Description
When creating synapses, we are currently checking for occurrences of multiple synapses for the same (pre, post)
neuron pair (here in synapses_create_array.cu
and also in synapses_create_generator.cu
). We need this to choose the correct parallelisation mode. But this check is very time demanding. Currently for 10^7
synapses with syn.connect(p=sparseness)
(brunel scalar delay example with 10^4
neurons), our synapses_create_generator.cu
template takes ~30s
. With the cpp_standalone
or genn
device (which both use almost the same template), it takes only in the order of ~1s
. Our check for multiple pre post synapses takes ~20s
. And we seem to loose another ~10s
in my random number buffers operator[]
overload. Looks like I'm doing something very inefficient here?
I would say it makes sense to have a user preference to choose not to check for multiple pre post synapses (if the user is sure they don't exist).

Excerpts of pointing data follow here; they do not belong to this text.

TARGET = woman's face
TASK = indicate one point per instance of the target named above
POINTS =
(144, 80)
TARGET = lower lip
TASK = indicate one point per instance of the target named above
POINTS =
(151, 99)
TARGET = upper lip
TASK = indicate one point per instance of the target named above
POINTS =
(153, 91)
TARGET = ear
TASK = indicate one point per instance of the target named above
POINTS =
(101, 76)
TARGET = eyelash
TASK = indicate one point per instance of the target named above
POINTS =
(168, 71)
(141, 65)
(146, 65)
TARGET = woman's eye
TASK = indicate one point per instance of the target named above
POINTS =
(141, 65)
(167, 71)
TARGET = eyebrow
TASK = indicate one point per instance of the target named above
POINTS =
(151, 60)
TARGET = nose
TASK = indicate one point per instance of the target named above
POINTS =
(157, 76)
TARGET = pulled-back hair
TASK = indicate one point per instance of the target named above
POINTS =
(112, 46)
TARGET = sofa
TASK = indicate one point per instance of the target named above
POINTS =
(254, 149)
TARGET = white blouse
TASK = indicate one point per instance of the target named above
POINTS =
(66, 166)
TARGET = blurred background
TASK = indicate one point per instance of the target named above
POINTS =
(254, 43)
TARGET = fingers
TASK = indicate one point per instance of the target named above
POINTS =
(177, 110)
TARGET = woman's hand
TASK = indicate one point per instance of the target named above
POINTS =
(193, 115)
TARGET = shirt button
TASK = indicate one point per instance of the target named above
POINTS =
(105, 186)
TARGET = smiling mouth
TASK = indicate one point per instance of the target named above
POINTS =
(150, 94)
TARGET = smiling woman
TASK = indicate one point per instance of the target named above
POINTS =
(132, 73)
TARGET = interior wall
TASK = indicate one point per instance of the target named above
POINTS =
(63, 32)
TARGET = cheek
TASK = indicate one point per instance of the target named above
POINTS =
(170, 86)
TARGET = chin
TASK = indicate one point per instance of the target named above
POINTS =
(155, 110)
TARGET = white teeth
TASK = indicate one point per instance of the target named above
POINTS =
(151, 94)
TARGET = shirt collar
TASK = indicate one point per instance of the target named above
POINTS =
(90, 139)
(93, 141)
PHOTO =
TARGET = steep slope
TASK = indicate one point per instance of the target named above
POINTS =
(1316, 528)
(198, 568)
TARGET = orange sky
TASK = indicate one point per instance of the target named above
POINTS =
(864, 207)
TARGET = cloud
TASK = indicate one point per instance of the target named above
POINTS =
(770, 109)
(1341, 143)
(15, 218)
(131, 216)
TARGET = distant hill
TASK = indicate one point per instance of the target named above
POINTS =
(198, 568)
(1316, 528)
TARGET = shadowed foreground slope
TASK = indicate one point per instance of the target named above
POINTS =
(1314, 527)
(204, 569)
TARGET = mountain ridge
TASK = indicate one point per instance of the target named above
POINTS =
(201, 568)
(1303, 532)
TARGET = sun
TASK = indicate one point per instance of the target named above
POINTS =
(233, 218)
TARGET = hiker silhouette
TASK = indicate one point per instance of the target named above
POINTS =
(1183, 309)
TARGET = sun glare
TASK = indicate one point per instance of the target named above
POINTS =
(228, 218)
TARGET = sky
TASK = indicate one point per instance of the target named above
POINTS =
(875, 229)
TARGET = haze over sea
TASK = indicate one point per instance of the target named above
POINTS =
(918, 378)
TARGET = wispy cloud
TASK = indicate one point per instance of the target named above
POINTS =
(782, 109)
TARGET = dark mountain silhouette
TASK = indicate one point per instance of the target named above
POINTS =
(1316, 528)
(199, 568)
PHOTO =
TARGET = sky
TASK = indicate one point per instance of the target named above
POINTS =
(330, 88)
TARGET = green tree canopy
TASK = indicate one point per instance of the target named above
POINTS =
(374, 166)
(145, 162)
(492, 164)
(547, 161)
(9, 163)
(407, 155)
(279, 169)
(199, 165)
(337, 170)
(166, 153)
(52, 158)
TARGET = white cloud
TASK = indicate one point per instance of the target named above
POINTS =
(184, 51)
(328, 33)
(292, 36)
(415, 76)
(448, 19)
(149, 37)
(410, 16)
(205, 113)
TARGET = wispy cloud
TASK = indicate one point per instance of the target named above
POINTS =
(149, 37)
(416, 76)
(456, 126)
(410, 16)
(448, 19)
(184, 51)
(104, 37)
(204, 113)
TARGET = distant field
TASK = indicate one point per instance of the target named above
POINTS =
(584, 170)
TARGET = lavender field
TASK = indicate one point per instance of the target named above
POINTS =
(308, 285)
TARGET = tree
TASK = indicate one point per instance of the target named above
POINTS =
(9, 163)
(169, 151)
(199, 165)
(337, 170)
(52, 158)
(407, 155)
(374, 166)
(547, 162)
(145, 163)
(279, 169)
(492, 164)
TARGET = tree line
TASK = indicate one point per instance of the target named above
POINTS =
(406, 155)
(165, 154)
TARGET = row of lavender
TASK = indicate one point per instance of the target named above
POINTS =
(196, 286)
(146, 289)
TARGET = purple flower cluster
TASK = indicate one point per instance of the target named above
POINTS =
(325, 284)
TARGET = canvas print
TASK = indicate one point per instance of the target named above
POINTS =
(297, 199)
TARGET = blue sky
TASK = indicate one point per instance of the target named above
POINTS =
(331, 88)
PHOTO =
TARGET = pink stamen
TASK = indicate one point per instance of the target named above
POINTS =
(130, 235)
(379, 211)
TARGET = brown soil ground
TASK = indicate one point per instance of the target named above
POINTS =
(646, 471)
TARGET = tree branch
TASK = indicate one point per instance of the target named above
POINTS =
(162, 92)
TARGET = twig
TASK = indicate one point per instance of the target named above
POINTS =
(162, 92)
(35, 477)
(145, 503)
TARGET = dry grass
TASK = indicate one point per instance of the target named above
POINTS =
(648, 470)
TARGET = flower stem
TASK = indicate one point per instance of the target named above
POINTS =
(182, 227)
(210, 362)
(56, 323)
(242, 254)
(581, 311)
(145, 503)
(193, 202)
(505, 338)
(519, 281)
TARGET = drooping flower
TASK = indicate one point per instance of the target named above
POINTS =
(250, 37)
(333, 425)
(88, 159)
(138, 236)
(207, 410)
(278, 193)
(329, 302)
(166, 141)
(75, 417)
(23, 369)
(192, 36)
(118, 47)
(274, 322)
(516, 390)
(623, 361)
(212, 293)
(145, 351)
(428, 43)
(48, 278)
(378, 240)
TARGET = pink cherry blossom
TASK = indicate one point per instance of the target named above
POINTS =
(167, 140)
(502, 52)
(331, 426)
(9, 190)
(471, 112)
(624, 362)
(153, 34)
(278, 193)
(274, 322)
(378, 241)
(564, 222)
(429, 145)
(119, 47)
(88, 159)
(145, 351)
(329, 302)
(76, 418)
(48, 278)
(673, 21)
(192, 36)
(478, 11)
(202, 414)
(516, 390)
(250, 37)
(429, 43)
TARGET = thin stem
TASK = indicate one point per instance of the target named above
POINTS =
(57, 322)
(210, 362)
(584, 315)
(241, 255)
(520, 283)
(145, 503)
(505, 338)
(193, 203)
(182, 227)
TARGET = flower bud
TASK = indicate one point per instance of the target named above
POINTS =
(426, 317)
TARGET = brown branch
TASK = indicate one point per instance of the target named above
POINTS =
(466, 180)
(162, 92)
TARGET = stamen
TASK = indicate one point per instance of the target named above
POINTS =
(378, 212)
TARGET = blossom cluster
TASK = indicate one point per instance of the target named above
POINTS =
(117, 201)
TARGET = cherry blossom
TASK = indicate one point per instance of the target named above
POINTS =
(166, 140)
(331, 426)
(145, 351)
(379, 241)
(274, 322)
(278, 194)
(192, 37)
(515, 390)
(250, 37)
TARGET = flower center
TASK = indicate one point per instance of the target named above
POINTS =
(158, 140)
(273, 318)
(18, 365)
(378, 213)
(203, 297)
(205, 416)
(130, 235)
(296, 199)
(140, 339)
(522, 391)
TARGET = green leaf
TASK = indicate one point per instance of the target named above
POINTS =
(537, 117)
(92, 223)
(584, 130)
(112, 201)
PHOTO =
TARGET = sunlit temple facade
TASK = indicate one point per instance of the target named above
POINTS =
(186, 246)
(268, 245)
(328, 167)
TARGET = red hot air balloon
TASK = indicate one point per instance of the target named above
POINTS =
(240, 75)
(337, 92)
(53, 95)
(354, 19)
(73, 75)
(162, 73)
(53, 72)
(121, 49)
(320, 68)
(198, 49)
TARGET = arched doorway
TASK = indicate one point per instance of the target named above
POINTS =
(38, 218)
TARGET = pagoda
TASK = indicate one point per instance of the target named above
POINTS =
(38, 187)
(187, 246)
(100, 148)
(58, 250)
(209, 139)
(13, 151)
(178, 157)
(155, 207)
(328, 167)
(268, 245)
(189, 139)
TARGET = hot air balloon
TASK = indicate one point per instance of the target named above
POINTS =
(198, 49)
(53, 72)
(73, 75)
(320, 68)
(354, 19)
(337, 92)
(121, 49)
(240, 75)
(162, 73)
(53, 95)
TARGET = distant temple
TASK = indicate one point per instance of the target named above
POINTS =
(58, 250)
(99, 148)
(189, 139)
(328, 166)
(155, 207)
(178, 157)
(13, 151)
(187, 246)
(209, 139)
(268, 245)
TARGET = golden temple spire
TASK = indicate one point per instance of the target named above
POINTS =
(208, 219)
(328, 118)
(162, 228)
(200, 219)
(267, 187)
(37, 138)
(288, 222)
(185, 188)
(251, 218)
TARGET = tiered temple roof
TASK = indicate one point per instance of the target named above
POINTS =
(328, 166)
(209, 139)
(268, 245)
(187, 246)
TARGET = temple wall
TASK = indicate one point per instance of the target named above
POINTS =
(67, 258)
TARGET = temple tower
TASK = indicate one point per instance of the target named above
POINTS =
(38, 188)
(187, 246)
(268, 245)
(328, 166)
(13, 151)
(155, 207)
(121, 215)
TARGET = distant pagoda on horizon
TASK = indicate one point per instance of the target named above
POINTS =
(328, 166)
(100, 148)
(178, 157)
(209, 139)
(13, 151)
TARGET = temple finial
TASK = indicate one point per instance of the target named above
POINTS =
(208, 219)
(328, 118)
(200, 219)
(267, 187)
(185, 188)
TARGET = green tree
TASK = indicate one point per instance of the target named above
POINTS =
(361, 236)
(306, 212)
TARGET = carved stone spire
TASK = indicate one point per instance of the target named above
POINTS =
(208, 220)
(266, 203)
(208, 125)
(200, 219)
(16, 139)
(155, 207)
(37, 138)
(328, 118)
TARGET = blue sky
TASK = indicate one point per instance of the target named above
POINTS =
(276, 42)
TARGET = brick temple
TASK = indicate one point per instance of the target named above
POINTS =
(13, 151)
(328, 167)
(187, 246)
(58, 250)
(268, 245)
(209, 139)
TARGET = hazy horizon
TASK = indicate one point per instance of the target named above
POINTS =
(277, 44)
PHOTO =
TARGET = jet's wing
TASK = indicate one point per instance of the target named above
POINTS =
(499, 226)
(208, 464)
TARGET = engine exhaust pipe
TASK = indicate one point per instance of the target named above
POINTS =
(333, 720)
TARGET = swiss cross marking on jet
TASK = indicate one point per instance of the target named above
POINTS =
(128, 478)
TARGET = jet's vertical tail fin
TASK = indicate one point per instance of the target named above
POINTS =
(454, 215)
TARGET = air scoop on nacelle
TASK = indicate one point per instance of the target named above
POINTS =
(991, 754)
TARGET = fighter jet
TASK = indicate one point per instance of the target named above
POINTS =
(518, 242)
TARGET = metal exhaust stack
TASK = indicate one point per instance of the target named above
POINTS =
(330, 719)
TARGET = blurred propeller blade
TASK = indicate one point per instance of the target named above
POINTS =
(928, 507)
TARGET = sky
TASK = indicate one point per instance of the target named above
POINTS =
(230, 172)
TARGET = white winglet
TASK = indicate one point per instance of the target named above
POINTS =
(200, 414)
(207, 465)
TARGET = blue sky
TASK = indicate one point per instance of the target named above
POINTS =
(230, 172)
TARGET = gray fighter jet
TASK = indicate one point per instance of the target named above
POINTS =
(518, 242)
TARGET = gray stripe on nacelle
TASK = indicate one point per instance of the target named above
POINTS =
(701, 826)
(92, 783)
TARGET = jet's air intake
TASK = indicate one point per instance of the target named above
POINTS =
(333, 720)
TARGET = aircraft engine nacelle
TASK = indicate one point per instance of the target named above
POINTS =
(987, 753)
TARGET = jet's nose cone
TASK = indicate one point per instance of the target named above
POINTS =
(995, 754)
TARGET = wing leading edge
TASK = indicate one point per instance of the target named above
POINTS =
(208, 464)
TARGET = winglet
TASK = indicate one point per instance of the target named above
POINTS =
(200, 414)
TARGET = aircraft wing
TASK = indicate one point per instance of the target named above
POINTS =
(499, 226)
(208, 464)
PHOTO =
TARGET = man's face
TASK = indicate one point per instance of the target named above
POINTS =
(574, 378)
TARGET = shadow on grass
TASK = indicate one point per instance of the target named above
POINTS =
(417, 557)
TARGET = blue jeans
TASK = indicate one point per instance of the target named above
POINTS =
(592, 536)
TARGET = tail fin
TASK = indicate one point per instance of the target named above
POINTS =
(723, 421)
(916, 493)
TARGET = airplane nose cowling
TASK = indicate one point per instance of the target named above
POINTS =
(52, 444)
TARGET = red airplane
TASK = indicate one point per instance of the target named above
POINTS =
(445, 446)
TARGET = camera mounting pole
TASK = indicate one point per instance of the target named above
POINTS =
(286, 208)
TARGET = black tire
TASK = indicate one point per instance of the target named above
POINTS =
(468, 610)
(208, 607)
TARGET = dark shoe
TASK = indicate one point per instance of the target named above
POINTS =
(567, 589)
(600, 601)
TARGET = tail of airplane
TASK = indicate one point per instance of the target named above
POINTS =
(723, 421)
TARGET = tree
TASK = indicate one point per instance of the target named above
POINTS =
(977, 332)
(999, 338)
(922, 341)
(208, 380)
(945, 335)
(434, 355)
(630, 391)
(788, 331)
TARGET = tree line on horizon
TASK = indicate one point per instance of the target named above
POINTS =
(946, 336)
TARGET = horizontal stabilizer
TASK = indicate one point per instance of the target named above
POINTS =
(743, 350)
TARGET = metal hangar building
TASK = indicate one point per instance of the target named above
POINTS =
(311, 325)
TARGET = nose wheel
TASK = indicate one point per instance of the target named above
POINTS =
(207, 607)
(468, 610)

Or find a more efficient way of checking this, maybe on the gpu (instead of using a map of id pairs to integer counters that has to loop through all existing synapses).
For the operator[]
performance, it would probably make sense to just use the cpp_standalone
random number generation implementation for host code. Or precompute the number of needed random numbers and not use the buffer class at all, but normal pointer arithmetic. Or just find out why my implementation is inefficient. Because the random number generation on the device and copying it to host for usage seems to be quite fast.